Dr. Anggraini menekankan pentingnya pencegahan dan pengendalian pertusis, terutama pada bayi, mengingat tingginya tingkat penularan penyakit ini.
“Pertusis harus dicegah dan diminimalisasi terutama pada bayi, karena satu saja pertusis yang dilaporkan maka sudah bisa disebut Kejadian Luar Biasa (KLB) karena 90 persen sekitarnya pasti tertular,” jelasnya.
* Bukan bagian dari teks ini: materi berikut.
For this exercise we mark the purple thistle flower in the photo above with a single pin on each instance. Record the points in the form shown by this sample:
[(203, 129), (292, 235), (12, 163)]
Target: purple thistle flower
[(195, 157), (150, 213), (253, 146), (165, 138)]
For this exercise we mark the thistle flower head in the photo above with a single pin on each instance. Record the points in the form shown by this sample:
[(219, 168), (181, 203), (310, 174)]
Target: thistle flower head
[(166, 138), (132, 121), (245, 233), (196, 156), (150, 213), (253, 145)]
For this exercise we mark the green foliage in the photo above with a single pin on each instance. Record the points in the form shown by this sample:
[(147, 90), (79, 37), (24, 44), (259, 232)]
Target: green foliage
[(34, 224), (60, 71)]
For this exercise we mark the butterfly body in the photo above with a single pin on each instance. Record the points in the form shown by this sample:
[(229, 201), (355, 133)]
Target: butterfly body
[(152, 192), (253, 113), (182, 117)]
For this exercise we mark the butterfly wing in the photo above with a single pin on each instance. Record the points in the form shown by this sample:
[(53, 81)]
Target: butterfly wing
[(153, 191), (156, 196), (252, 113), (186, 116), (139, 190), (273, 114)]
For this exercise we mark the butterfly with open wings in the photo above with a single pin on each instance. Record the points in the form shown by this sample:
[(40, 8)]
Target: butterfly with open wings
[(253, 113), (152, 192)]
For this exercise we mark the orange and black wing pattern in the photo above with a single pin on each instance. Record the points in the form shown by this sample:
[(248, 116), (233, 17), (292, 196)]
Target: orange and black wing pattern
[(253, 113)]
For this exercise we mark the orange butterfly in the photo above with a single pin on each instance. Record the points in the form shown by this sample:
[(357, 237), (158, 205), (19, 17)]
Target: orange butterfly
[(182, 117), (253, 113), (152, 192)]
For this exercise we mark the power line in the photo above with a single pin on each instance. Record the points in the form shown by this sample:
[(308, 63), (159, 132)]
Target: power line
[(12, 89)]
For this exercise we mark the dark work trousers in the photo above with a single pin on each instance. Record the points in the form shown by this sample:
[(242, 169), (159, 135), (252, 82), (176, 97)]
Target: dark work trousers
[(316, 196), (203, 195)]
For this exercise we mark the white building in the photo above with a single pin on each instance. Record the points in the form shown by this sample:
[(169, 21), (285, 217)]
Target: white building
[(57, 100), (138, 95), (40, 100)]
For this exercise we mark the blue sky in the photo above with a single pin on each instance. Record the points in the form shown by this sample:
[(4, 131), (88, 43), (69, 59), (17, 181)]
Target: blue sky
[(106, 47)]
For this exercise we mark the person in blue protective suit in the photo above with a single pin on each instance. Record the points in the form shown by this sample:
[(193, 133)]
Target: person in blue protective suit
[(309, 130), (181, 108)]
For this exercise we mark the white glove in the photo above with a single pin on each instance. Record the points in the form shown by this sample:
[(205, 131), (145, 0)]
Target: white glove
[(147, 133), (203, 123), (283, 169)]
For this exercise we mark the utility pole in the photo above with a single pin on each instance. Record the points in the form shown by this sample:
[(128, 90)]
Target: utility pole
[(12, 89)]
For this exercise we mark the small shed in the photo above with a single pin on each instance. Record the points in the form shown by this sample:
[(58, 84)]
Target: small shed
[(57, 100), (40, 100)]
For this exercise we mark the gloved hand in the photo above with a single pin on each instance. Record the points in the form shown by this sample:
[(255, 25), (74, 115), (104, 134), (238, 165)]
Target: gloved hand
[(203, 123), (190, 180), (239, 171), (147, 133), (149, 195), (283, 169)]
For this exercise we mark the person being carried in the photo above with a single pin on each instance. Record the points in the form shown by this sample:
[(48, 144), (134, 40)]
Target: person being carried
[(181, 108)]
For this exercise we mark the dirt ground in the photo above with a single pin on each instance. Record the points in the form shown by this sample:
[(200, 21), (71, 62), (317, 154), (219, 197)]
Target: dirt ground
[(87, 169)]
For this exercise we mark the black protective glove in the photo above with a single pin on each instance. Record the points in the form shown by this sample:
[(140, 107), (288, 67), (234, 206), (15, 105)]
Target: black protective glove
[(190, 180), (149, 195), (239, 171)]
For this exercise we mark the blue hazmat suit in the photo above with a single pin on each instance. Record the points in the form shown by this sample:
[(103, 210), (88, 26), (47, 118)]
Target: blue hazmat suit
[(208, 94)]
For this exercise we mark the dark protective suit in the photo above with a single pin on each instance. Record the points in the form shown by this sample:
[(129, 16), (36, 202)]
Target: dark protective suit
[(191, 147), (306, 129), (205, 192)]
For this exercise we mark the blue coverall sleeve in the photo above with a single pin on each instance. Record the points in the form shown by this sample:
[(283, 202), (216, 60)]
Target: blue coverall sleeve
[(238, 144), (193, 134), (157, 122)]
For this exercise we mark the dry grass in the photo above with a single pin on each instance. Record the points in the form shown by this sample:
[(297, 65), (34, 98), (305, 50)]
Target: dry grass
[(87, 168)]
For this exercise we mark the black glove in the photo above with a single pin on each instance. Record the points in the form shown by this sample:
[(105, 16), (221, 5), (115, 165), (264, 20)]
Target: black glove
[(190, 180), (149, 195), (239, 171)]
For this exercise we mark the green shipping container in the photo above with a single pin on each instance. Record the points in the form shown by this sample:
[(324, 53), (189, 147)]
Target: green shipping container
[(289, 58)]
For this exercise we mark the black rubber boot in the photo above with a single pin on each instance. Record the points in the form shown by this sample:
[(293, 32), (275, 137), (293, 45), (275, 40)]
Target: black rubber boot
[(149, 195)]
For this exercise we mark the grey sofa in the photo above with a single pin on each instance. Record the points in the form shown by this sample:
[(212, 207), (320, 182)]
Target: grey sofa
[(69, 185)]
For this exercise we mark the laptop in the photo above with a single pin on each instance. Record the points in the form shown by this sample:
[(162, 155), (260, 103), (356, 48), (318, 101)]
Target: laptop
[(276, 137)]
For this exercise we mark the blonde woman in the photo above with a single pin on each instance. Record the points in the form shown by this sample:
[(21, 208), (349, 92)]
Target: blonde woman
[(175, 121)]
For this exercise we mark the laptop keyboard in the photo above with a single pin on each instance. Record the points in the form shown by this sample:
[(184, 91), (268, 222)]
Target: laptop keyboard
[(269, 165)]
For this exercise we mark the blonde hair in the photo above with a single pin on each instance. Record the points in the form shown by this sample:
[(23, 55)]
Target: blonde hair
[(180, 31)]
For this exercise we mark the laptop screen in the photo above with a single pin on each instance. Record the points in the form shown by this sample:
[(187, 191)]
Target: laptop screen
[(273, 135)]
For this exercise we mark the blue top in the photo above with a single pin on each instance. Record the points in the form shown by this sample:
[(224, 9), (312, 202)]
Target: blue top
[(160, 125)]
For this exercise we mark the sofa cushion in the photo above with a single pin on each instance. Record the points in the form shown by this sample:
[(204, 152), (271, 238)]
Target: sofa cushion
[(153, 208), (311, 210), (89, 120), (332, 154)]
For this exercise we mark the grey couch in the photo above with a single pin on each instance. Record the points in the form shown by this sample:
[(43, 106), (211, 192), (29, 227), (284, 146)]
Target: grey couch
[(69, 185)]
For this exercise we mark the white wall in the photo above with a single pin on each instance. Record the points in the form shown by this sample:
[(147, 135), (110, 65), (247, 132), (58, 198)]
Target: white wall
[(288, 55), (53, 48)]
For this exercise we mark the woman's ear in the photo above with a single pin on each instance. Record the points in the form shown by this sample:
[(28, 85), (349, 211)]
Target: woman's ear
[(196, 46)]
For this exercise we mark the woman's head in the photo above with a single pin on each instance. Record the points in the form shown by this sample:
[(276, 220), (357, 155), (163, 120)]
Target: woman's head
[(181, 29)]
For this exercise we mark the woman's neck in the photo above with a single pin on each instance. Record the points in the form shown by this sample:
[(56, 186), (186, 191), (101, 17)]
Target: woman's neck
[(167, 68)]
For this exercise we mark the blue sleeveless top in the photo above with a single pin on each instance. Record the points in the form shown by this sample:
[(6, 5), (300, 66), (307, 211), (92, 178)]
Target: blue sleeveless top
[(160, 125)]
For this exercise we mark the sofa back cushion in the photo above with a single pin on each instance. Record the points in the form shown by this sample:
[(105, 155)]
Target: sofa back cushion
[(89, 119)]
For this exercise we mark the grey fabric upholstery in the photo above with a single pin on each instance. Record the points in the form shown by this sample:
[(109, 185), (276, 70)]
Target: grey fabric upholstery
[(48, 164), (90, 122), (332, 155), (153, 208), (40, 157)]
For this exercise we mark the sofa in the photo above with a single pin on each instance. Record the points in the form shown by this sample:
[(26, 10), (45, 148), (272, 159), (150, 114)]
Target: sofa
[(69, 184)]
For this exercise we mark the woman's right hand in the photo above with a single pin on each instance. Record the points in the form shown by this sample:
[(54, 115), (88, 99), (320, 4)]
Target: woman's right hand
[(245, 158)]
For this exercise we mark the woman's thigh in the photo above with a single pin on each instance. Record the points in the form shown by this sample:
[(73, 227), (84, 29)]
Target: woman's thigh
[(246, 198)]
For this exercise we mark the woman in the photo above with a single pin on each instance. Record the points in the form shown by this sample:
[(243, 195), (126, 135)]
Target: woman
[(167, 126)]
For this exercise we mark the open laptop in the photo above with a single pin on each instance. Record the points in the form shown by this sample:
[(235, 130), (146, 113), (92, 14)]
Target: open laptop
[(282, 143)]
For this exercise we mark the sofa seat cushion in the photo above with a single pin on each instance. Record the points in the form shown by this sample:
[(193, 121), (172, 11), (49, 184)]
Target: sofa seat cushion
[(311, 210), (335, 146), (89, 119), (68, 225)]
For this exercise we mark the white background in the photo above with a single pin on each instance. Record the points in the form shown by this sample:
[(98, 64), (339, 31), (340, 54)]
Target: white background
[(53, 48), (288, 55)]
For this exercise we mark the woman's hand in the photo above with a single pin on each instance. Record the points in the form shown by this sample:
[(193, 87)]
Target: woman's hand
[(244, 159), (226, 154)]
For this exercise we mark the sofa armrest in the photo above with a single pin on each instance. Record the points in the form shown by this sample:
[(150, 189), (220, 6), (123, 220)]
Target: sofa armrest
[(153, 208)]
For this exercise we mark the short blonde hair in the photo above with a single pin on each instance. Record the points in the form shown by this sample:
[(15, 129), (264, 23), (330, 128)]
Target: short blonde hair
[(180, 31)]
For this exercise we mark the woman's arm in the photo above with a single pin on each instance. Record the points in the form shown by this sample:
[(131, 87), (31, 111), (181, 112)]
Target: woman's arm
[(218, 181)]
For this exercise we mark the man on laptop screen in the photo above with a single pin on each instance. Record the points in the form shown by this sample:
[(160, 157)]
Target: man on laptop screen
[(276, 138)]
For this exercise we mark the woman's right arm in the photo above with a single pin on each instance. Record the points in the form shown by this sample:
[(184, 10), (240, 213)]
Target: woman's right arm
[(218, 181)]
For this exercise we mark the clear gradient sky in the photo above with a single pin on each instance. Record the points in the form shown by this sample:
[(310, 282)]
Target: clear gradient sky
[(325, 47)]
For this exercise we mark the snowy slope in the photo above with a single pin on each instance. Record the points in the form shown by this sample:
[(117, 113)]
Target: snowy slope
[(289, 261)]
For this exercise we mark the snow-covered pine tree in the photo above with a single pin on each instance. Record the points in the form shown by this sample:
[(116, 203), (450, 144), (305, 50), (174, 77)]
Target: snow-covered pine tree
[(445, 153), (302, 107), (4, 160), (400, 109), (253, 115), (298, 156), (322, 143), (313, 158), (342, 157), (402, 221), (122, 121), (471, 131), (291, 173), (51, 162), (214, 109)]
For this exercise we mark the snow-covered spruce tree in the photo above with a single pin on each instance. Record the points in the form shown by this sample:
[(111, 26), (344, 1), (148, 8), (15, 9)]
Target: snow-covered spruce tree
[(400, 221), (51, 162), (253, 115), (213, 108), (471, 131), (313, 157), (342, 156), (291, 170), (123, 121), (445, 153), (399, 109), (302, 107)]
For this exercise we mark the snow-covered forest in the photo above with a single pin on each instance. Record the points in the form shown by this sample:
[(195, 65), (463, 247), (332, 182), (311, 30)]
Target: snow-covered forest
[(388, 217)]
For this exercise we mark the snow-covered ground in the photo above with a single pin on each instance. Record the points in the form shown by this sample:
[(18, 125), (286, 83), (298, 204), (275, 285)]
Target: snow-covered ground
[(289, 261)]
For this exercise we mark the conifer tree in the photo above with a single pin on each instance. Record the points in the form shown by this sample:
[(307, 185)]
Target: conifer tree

Kementerian Kesehatan telah mengeluarkan pedoman untuk mencegah pertusis dengan cara meningkatkan cakupan imunisasi. Meski angka imunisasi di Indonesia mulai meningkat, cakupan vaksinasi masih belum mencapai angka ideal.
“Imunisasi kita mulai naik namun angka ini tidak bisa dikatakan baik karena pertusis bisa menularkan 17 orang lainnya makanya cakupannya harus 95 persen yang divaksin, karena di sanalah terjadi sumber KLB,” ujar Anggraini.
Imunisasi yang dimaksud termasuk vaksin DTP (Difteri, Tetanus, Pertusis), yang meliputi DTP-1 hingga DTP-4. Pada tahun 2023, cakupan imunisasi DTP-1 baru mencapai 91,4 persen, sementara DTP-2, DTP-3, dan DTP-4 masih belum mencapai target 95 persen.
Anggraini berharap pada tahun 2024, bayi dan anak-anak di Indonesia dapat melengkapi imunisasi DTP sesuai dengan program pemerintah. Imunisasi ini penting diberikan pada usia 2, 3, 4 hingga 18 bulan, serta pada usia lima hingga tujuh tahun dan usia sekolah dasar hingga remaja untuk mencegah pertusis.
Ia juga mengingatkan masyarakat agar lebih waspada terhadap gejala pertusis. “Kita juga harus memperkenalkan pertusis dengan batuk terus-menerus minimal dua minggu lebih dengan tanda muntah tanpa sebab, henti nafas, maka mohon segera ke faskes terdekat untuk dilakukan pemeriksaan,” tambahnya.